Removing the wasp-agent component

If you no longer need memory overcommitment, you can remove the wasp-agent component and associated resources from your cluster.

Prerequisites
  • You are logged in to the cluster with the cluster-admin role.

  • You have installed the OpenShift CLI (oc).

Procedure
  1. Revert the memory overcommitment configuration:

    $ oc -n openshift-cnv patch HyperConverged/kubevirt-hyperconverged \
      --type='json' \
      -p='[{"op": "remove", "path": "/spec/higherWorkloadDensity"}]'
  2. Delete the MachineConfig that provisions swap memory:

    $ oc delete machineconfig 90-worker-swap
  3. Delete the associated KubeletConfig:

    $ oc delete kubeletconfig custom-config
  4. Wait for the worker nodes to reconcile:

    $ oc wait mcp worker --for condition=Updated=True --timeout=-1s
Verification
  • Confirm that swap is no longer enabled on a node:

    $ oc debug node/<selected_node> -- free -m

    Ensure that the Swap: row shows 0 or that no swap space shows as provisioned.

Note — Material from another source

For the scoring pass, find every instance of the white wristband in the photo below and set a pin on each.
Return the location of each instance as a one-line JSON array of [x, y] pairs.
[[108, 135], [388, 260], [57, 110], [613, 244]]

Pod eviction conditions used by wasp-agent

The wasp agent manages pod eviction when the system is heavily loaded and nodes are at risk. Eviction is triggered if one of the following conditions is met:

High swap I/O traffic

This condition is met when swap-related I/O traffic is excessively high.

Condition:

averageSwapInPerSecond > maxAverageSwapInPagesPerSecond
&&
averageSwapOutPerSecond > maxAverageSwapOutPagesPerSecond

By default, maxAverageSwapInPagesPerSecond and maxAverageSwapOutPagesPerSecond are set to 1000 pages. The default time interval for calculating the average is 30 seconds.

High swap utilization

This condition is met when swap utilization is excessively high, causing the current virtual memory usage to exceed the factored threshold. The NODE_SWAP_SPACE setting in your MachineConfig object can impact this condition.

Condition:

nodeWorkingSet + nodeSwapUsage < totalNodeMemory + totalSwapMemory × thresholdFactor

Environment variables

You can use the following environment variables to adjust the values used to calculate eviction conditions:

Environment variable

Function

MAX_AVERAGE_SWAP_IN_PAGES_PER_SECOND

Sets the value of maxAverageSwapInPagesPerSecond.

MAX_AVERAGE_SWAP_OUT_PAGES_PER_SECOND

Sets the value of maxAverageSwapOutPagesPerSecond.

SWAP_UTILIZATION_THRESHOLD_FACTOR

Sets the thresholdFactor value used to calculate high swap utilization.

AVERAGE_WINDOW_SIZE_SECONDS

Sets the time interval for calculating the average swap usage.